I did it. Just a little farther.

She looked up to see the spiral staircase hanging above her in the tower, as though nothing had happened. It was so quiet, it seemed almost like she had dreamed the collapsing stairs around her, though she could spot the gaps where she had had to jump, and there were piles of rubble around the edges of the tower.

Yorda hugged her arms across her chest. The giant cage holding her father’s remains sat directly atop the round platform in the middle of the floor. The shades were nowhere to be seen.

Careful not to catch herself on the metallic thorns, Yorda approached the door of the cage. With a trembling hand, she reached out and touched the door, grabbing hold of one of the bars.

With a screech that made her teeth ache, the door swung outward.

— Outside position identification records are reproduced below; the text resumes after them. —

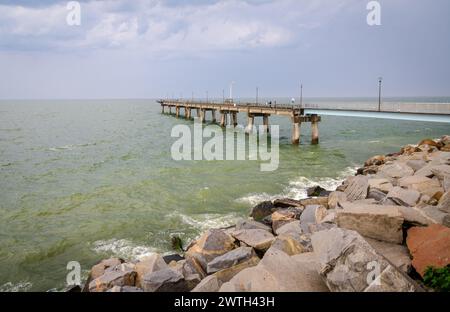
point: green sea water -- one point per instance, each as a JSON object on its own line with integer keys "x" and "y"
{"x": 85, "y": 180}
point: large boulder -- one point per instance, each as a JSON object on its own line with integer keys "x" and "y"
{"x": 211, "y": 244}
{"x": 113, "y": 277}
{"x": 378, "y": 222}
{"x": 151, "y": 263}
{"x": 395, "y": 170}
{"x": 429, "y": 246}
{"x": 444, "y": 203}
{"x": 383, "y": 185}
{"x": 208, "y": 284}
{"x": 348, "y": 263}
{"x": 251, "y": 224}
{"x": 288, "y": 245}
{"x": 284, "y": 216}
{"x": 278, "y": 272}
{"x": 99, "y": 269}
{"x": 230, "y": 259}
{"x": 335, "y": 198}
{"x": 316, "y": 191}
{"x": 258, "y": 239}
{"x": 357, "y": 188}
{"x": 312, "y": 214}
{"x": 287, "y": 202}
{"x": 262, "y": 210}
{"x": 423, "y": 185}
{"x": 404, "y": 197}
{"x": 398, "y": 255}
{"x": 165, "y": 280}
{"x": 293, "y": 226}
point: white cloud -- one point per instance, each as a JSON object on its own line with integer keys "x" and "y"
{"x": 156, "y": 27}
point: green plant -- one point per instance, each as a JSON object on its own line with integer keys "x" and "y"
{"x": 438, "y": 278}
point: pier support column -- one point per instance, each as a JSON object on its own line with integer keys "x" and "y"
{"x": 250, "y": 122}
{"x": 295, "y": 130}
{"x": 315, "y": 129}
{"x": 223, "y": 119}
{"x": 266, "y": 123}
{"x": 202, "y": 115}
{"x": 234, "y": 119}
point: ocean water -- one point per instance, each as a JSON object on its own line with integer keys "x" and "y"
{"x": 85, "y": 180}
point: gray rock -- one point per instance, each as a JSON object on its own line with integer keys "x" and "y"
{"x": 149, "y": 264}
{"x": 395, "y": 171}
{"x": 398, "y": 255}
{"x": 230, "y": 259}
{"x": 383, "y": 185}
{"x": 376, "y": 195}
{"x": 348, "y": 263}
{"x": 404, "y": 197}
{"x": 208, "y": 284}
{"x": 212, "y": 243}
{"x": 444, "y": 203}
{"x": 375, "y": 221}
{"x": 335, "y": 198}
{"x": 312, "y": 214}
{"x": 112, "y": 278}
{"x": 125, "y": 289}
{"x": 278, "y": 272}
{"x": 251, "y": 224}
{"x": 262, "y": 210}
{"x": 357, "y": 188}
{"x": 165, "y": 280}
{"x": 287, "y": 244}
{"x": 287, "y": 202}
{"x": 293, "y": 226}
{"x": 416, "y": 164}
{"x": 258, "y": 239}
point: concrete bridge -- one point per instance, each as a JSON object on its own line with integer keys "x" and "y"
{"x": 228, "y": 112}
{"x": 308, "y": 113}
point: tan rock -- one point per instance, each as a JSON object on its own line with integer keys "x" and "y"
{"x": 208, "y": 284}
{"x": 429, "y": 246}
{"x": 335, "y": 198}
{"x": 212, "y": 243}
{"x": 404, "y": 197}
{"x": 258, "y": 239}
{"x": 357, "y": 188}
{"x": 378, "y": 222}
{"x": 347, "y": 262}
{"x": 288, "y": 245}
{"x": 398, "y": 255}
{"x": 148, "y": 264}
{"x": 383, "y": 185}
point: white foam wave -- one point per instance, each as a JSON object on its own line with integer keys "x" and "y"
{"x": 69, "y": 147}
{"x": 18, "y": 287}
{"x": 208, "y": 221}
{"x": 297, "y": 188}
{"x": 123, "y": 248}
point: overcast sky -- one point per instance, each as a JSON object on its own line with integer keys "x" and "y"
{"x": 142, "y": 49}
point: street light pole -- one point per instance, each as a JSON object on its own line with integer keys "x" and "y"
{"x": 380, "y": 79}
{"x": 301, "y": 95}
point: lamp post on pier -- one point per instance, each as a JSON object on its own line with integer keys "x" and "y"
{"x": 380, "y": 80}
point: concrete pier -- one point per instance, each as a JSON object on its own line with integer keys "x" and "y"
{"x": 228, "y": 108}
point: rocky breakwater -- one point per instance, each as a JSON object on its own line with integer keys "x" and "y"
{"x": 381, "y": 230}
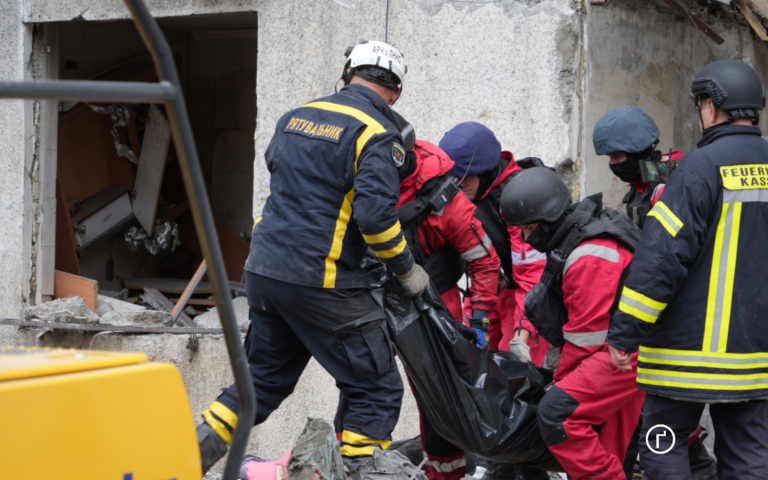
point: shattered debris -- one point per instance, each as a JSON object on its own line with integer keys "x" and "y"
{"x": 145, "y": 318}
{"x": 65, "y": 310}
{"x": 210, "y": 319}
{"x": 109, "y": 305}
{"x": 316, "y": 454}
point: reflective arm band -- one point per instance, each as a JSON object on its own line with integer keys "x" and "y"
{"x": 668, "y": 220}
{"x": 639, "y": 306}
{"x": 384, "y": 236}
{"x": 392, "y": 252}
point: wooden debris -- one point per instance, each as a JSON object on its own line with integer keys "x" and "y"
{"x": 68, "y": 285}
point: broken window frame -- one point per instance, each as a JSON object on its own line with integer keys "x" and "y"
{"x": 168, "y": 91}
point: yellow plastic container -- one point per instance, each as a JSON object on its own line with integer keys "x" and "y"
{"x": 92, "y": 415}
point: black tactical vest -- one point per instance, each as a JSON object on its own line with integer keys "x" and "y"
{"x": 544, "y": 304}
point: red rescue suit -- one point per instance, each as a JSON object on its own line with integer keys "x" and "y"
{"x": 501, "y": 317}
{"x": 527, "y": 266}
{"x": 588, "y": 417}
{"x": 456, "y": 226}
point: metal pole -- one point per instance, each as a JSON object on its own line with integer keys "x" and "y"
{"x": 206, "y": 229}
{"x": 88, "y": 91}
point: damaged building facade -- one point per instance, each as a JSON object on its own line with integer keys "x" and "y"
{"x": 539, "y": 73}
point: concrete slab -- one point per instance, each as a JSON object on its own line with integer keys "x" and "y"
{"x": 206, "y": 372}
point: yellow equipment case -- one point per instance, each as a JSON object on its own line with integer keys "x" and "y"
{"x": 92, "y": 415}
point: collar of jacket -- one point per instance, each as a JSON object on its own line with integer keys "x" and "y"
{"x": 361, "y": 92}
{"x": 511, "y": 168}
{"x": 725, "y": 130}
{"x": 431, "y": 162}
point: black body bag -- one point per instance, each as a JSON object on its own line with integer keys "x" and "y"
{"x": 482, "y": 402}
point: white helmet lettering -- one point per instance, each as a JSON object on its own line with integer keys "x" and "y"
{"x": 379, "y": 54}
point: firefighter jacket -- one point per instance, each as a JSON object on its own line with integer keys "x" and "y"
{"x": 455, "y": 227}
{"x": 333, "y": 190}
{"x": 694, "y": 301}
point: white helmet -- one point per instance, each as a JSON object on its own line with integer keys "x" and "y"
{"x": 388, "y": 64}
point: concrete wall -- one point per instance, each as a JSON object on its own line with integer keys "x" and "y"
{"x": 645, "y": 54}
{"x": 507, "y": 64}
{"x": 15, "y": 39}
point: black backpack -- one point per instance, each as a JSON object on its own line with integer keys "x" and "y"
{"x": 544, "y": 304}
{"x": 444, "y": 266}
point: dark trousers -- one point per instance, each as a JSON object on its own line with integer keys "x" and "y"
{"x": 343, "y": 329}
{"x": 741, "y": 438}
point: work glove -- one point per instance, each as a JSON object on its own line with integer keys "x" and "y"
{"x": 520, "y": 349}
{"x": 480, "y": 323}
{"x": 415, "y": 282}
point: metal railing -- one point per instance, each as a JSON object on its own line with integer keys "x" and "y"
{"x": 168, "y": 91}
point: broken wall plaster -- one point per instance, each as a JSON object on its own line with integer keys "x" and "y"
{"x": 499, "y": 64}
{"x": 644, "y": 55}
{"x": 33, "y": 172}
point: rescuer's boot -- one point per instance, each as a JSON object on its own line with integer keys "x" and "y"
{"x": 212, "y": 447}
{"x": 703, "y": 467}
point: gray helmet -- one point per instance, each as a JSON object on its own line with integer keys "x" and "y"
{"x": 625, "y": 129}
{"x": 534, "y": 195}
{"x": 733, "y": 86}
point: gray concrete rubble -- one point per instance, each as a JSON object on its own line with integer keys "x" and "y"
{"x": 109, "y": 305}
{"x": 210, "y": 319}
{"x": 145, "y": 318}
{"x": 65, "y": 310}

I guess you don’t need to lock the door that holds a dead man,
she thought with relief, though it made her father’s imprisonment seem that much more contemptuous. A fresh tear rolled down Yorda’s cheek.

“Father…”

She stepped inside and tried to pick up the faded tunic. The fabric disintegrated like cobwebs in her hand, sending up a plume of dust. Yorda spotted her father’s bones beneath the tattered cloth. With her eyes she marked the curve of a rib. There was a shoulder. She brushed away more of the tunic and found the bone of an arm. She guessed the bones protruding from the bottom of the tunic were his legs.

Judging by the arrangement of the bones, she guessed her father had been lying stretched out on his right side. But something was missing—she couldn’t find the skull.

Crouching low, Yorda moved around the remains to the other side of the cage. From this vantage point she could clearly see the skull, tucked in beside the ribs, beneath the protruding ridges of one of his arms—as though he had been holding his own head under one arm.